Legal Updates

Proving Aggravated Assault in the State of Pennsylvania

The crime of aggravated assault is serious business.

For the commonwealth to convict a defendant of aggravated assault, the following elements must be proven beyond a reasonable doubt:

First, the Commonwealth must show that the defendant attempted to cause serious bodily injury to the victim.  Serious bodily injured in Pennsylvania means injury that would create a substantial risk of death, or that would cause serious, permanent disfigurement, or protracted loss or impairment of the function of any bodily member or organ.  Where the line stands in Pennsylvania with respect to what constitutes serious bodily injury rests with the court.  Obviously, the defense lawyer is going to argue, except in the most severe of circumstances, that the injury is not serious as defined by Pennsylvania statute.  To find the defendant guilty of aggravated assault, a jury or judge sitting as the arbiter, must find the defendant took a substantial step towards causing the bodily injury.

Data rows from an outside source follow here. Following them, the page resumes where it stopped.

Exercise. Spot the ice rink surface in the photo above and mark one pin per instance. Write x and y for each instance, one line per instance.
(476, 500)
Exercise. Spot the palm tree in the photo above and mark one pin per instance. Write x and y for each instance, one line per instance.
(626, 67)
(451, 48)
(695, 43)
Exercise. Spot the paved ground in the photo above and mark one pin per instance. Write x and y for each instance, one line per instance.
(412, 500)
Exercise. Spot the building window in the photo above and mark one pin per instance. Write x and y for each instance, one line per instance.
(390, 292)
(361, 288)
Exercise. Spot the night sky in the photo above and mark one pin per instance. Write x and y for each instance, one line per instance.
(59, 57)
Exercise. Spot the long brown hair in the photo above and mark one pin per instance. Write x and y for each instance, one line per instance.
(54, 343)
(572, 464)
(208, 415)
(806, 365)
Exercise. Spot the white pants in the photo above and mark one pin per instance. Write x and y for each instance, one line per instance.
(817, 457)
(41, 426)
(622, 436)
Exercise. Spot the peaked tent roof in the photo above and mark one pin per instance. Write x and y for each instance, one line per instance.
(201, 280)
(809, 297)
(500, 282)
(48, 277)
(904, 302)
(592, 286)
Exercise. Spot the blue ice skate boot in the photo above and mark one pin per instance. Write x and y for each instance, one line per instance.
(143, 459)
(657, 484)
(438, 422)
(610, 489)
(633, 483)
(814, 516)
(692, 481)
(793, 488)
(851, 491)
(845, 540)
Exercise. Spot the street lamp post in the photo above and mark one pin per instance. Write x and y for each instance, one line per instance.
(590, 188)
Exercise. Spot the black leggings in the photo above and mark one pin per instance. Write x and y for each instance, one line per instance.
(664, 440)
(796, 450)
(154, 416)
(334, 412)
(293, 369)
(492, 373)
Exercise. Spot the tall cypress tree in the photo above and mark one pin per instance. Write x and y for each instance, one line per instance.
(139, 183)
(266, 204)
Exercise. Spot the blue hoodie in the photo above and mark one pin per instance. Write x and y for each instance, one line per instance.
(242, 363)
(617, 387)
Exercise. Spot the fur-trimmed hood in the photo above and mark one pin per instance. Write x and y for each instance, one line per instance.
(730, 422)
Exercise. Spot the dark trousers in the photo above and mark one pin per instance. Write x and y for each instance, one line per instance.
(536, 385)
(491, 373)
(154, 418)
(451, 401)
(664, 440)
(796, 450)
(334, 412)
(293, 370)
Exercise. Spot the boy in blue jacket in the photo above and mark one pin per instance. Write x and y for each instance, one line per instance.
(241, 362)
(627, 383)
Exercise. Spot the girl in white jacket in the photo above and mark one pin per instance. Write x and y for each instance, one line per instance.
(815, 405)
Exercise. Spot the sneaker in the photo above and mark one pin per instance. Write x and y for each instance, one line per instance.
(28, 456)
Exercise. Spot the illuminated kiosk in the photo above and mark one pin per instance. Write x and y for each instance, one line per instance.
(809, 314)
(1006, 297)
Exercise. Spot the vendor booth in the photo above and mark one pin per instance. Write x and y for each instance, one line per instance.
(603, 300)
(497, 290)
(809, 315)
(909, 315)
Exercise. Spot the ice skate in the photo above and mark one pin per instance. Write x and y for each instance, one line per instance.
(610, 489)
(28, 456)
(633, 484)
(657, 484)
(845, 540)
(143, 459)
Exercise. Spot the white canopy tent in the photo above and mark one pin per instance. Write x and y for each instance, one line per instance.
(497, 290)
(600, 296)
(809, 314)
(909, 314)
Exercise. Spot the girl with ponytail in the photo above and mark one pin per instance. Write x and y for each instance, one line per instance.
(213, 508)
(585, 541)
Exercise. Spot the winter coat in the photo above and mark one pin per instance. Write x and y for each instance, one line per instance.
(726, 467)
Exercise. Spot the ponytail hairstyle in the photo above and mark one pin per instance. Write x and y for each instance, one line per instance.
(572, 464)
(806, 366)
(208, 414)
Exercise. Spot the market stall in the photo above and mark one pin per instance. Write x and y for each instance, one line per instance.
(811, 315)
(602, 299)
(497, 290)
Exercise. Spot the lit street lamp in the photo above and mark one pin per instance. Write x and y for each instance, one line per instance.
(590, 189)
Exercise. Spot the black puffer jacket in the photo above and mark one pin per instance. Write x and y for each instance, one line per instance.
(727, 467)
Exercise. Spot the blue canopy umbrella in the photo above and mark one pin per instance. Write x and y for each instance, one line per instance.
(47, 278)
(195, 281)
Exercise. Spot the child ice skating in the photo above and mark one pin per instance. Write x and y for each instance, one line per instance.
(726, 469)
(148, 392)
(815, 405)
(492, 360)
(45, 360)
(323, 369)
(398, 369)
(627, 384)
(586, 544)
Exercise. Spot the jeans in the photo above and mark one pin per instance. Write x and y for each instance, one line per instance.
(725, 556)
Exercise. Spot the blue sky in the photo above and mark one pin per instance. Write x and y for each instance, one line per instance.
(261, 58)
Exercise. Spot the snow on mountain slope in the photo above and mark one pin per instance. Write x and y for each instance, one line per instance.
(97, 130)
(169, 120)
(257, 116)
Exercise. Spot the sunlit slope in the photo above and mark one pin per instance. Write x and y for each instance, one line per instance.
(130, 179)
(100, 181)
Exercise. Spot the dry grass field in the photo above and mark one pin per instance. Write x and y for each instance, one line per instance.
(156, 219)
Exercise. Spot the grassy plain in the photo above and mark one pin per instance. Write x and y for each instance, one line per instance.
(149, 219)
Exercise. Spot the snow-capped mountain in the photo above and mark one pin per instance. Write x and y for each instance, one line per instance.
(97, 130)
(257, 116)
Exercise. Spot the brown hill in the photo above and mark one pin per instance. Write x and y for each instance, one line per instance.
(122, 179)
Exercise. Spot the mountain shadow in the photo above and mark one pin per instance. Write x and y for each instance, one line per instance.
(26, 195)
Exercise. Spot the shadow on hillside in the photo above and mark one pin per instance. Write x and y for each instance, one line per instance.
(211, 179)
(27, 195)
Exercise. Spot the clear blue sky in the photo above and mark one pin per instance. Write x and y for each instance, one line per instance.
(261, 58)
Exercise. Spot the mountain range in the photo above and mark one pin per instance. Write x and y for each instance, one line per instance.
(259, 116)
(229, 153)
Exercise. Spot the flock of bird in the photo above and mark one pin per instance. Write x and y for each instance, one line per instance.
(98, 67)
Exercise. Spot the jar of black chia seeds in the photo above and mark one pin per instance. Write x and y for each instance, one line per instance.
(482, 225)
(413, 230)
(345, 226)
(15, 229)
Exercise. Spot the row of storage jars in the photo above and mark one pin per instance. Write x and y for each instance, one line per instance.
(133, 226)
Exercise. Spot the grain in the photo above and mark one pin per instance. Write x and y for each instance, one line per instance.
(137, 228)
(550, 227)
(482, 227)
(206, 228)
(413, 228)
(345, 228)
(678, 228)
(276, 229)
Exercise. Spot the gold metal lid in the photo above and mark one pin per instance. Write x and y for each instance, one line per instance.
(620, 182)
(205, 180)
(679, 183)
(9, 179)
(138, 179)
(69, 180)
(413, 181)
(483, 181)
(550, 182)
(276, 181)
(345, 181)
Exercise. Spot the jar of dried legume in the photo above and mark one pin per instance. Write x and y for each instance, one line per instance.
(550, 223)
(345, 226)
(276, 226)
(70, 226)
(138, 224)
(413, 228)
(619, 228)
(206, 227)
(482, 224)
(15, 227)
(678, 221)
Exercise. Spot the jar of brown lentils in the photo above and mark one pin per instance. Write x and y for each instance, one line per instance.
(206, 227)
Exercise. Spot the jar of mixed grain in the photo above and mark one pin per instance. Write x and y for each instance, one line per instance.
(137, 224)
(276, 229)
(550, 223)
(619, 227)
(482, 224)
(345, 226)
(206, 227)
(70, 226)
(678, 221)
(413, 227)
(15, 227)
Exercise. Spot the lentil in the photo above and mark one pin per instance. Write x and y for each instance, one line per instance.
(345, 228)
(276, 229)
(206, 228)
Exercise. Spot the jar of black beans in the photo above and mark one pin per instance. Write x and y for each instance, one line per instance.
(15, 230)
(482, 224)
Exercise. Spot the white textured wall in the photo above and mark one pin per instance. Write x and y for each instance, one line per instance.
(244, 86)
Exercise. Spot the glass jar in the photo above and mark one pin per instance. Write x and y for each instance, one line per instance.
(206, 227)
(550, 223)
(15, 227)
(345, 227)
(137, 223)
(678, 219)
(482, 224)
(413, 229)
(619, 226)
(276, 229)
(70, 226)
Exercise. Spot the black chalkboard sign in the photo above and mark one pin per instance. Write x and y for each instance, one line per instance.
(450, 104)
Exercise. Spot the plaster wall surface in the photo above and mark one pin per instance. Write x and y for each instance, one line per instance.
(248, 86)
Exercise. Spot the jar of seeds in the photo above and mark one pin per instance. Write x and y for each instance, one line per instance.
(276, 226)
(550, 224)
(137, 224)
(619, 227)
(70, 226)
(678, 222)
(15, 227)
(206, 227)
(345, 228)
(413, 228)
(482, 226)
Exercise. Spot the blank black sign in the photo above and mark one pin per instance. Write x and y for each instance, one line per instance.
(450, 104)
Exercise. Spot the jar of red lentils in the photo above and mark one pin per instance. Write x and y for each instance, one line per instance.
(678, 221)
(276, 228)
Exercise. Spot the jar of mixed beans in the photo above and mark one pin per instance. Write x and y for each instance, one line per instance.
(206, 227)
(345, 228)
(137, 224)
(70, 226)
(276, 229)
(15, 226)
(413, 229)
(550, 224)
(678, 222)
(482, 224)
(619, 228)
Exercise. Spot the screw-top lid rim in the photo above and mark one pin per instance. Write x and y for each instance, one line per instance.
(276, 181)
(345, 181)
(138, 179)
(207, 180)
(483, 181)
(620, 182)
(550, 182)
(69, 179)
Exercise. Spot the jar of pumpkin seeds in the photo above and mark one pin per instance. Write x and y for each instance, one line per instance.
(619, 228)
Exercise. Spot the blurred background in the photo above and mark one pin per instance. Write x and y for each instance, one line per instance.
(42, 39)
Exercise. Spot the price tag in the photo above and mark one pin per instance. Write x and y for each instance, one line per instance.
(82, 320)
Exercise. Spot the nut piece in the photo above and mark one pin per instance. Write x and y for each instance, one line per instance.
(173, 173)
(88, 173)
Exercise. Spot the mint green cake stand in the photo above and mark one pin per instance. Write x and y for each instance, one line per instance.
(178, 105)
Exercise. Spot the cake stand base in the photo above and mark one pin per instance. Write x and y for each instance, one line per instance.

Second, the defendant’s conduct must be intentional.  For example, if a bus driver crashes into a pedestrian while traveling on a windy road, the state may have difficulty proving intent.  To be convicted of aggravated assault, the defendant must have had the conscious objective to bring about serious bodily injury.  Thus, an accident without intent is not aggravated assault.

Finally, it’s definitely worth noting that the alleged victim need not suffer any injury for the defendant to be convicted of aggravated assault.  The greater issue is whether defendant had conscious intent to cause serious bodily injury as defined by PA statute and relevant case law.

Remember that intent by itself is not enough to prove aggravated assault.  There must be serious bodily injury.  For example, the defense may argue that a lesser crime was intended, such as simply to scare the alleged victim or cause less serious bodily injury.

If the aforementioned elements cannot be proven, then the defendant must be found not guilty.  As you can see, proving aggravated assault in Pennsylvania is not an easy task.  Many of the so called aggravated assaults charged as such by the DA, cannot stand up in court when closely examined by a competent defense lawyer.